Publié le Samedi 14 juin 2025 à 16h00.

Andor, de Tony Gilroy

Depuis le rachat de la licence Star Wars par Disney, la saga a été tirée dans des directions souvent fades, aseptisées, incapables de retrouver la puissance d’évocation des premiers épisodes. Des productions calibrées, recyclant des figures mythologiques — les Jedi, les Sith, la Force — dans des récits convenus. C’est dans ce paysage stérile qu’Andor surgit comme un ovni.

Pas de sabres laser. Pas de duel métaphysique entre Bien et Mal. À la place, une ambiance grise, paranoïaque, profondément humaine. Andor suit les trajectoires de personnages broyéEs par la machine impériale. Il ne s’agit pas ici de héros prédestinéEs, mais d’individus ordinaires, précaires, qui se radicalisent dans un monde en train de se refermer.

L’Empire comme machine d’oppression

L’une des grandes réussites d’Andor, c’est de rendre l’Empire concret. Ici, il ne s’agit pas d’une abstraction politique ou d’un mal cosmique, mais d’une administration tentaculaire, d’une bureaucratie obsédée par l’ordre, d’une force coloniale exploitant des mondes entiers. À travers les yeux de Cassian Andor, on découvre l’enfance sous occupation, les pillages miniers, la criminalisation de la pauvreté, l’univers carcéral comme rouage de production.

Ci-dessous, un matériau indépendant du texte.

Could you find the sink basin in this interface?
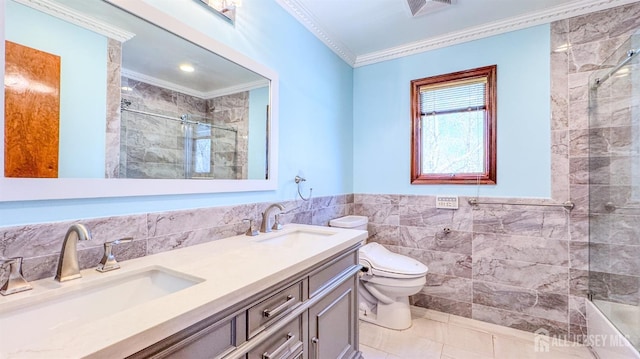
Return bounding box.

La série dépeint l’exploitation capitaliste de manière explicite : travail forcé dans les usines-prisons, économie impériale fondée sur l’accumulation, répression de toute velléité d’autonomie locale. L’Empire, c’est le quotidien de la domination, dans ce qu’il a de plus systémique.

La naissance d’une conscience révolutionnaire

Mais Andor n’est pas seulement une série sur l’oppression. C’est une série sur la révolte. Ce qu’elle raconte, c’est le lent processus de radicalisation. Cassian n’est pas un militant dès le départ. Il veut fuir, survivre. Mais à force de voir ses proches emprisonnés, tués, humiliés, quelque chose se transforme.

Et il n’est pas le seul. Kino Loy, contremaître de prison, bascule dans la lutte. Maarva, sa mère adoptive, devient une figure de résistance. Et surtout Luthen Rael, stratège de l’ombre, qui nous rappelle Lénine par son sens de l’organisation clandestine, sa théorie de l’avant-garde et son rapport pragmatique aux réformistes.

Une série pour notre époque

Ce qui résonne avec force dans Andor, c’est son écho contemporain. L’Empire, c’est aussi l’État autoritaire, le néolibéralisme, la société de surveillance, les violences policières, la criminalisation des pauvres. Le fascisme n’y est pas une caricature, mais un processus froid, techno­cratique, efficace.